[lbo-talk] Shell considers $2bn Chinese refinery plan

uvj at vsnl.com uvj at vsnl.com
Wed Dec 31 06:54:35 PST 2003


[People's Daily Online]

Business

Last updated at: (Beijing Time) Monday, December 29, 2003

Shell considers $2bn Chinese refinery plan

Royal Dutch/Shell is considering investing in a $2bn oil refinery in Guangdong province, next to the petrochemicals complex it is building in association with China National Offshore Oil Corporation.

The planned venture would expand the Anglo-Dutch group's $4.3bn, Nanhai petrochemicals complex being developed with CNOOC at Daya Bay, the largest Sino-foreignjoint venture to date.

Simon Lam, chief executive officer of the CSPC joint venture, said work had started on a feasibility study examining potential synergies from a refinery adjacent to the petrochemicals plant. "We are interested and we are looking into it," he said.

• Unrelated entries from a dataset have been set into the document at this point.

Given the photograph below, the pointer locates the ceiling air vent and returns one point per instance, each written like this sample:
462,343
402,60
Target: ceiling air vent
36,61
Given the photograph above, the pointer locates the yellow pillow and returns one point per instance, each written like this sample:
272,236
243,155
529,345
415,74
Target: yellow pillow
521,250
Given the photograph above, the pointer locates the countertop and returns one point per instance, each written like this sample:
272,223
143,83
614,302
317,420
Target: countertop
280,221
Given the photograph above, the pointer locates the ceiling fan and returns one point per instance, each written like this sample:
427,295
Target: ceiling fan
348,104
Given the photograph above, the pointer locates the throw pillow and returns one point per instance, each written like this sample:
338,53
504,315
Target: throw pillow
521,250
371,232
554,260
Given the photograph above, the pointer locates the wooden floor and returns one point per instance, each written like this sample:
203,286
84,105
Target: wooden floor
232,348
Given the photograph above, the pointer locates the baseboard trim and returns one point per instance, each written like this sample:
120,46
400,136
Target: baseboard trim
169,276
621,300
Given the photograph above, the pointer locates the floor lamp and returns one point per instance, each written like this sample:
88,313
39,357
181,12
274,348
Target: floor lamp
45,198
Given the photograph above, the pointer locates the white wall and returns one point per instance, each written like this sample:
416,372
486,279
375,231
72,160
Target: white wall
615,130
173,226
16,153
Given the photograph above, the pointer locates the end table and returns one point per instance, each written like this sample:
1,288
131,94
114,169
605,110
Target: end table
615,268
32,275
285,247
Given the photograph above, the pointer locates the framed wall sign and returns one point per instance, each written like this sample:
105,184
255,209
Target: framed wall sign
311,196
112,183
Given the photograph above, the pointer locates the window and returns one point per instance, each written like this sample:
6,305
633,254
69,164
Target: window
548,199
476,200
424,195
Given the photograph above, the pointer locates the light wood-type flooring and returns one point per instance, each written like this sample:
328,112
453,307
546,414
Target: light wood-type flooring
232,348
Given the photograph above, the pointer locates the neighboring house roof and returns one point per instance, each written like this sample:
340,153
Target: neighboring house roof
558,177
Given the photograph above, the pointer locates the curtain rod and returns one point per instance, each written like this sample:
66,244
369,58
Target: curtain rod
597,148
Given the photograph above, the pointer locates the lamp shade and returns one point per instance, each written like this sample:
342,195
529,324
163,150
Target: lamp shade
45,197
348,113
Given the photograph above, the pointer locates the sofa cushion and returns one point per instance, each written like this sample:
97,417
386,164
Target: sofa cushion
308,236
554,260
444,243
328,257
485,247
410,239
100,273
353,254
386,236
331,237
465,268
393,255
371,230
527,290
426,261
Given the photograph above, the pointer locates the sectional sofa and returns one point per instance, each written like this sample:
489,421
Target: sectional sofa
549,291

However, the local Communist party secretary, Li Xiufeng, said: "Shell has the intention to build a refinery here in Daya Bay. I support this refinery."

CNOOC, which owns the site adjacent to the petrochemicals complex, has applied to the Chinese government for permission to build the refinery.

Mr Li said he expected central government to grant approval for the refinery in the next six months.

The proposed facility would supply materials to a cracker, or processing plant, which produces ingredients for plastics used in cars and television sets.

Initial estimates put synergies at $50m-$150m a year, though Shell said the cracker was designed to be profitable with or without a refinery next door.

"All crackers in the world will need a refinery next to them. Otherwise they will die," said Jean-Louis Bilhou, manufacturing director at CSPC.

The project was originally intended to be a refinery when Beijing first discussed it with Shell 14 years ago.

By 1997, the plans had changed to accommodate a petrochemicals site and a refinery, Mr Lam said. Construction of the petro-chemicals complex, which is funded by Asia's largest-ever project finance deal, began in May. It is expected to begin commercial operations in January 2006, supplying downstream plants and other customers.

Nanhai, the largest of three such complexes being built through joint ventures with foreign groups, is intended to meet rising demand for petrochemicals to fuel China's rapidly growing industrial base. Because of a shortage in production capacity, China has become the world's largest chemicals importer. Goldman Sachs estimates China will account for 40 per cent of global demand growth in 2003-2006.

Moreover, with imports accounting for 35 per cent of crude use in 2003, big Chinese oil groups are also expected to look for overseas acquisitions in addition to their domestic joint ventures with overseas oil companies.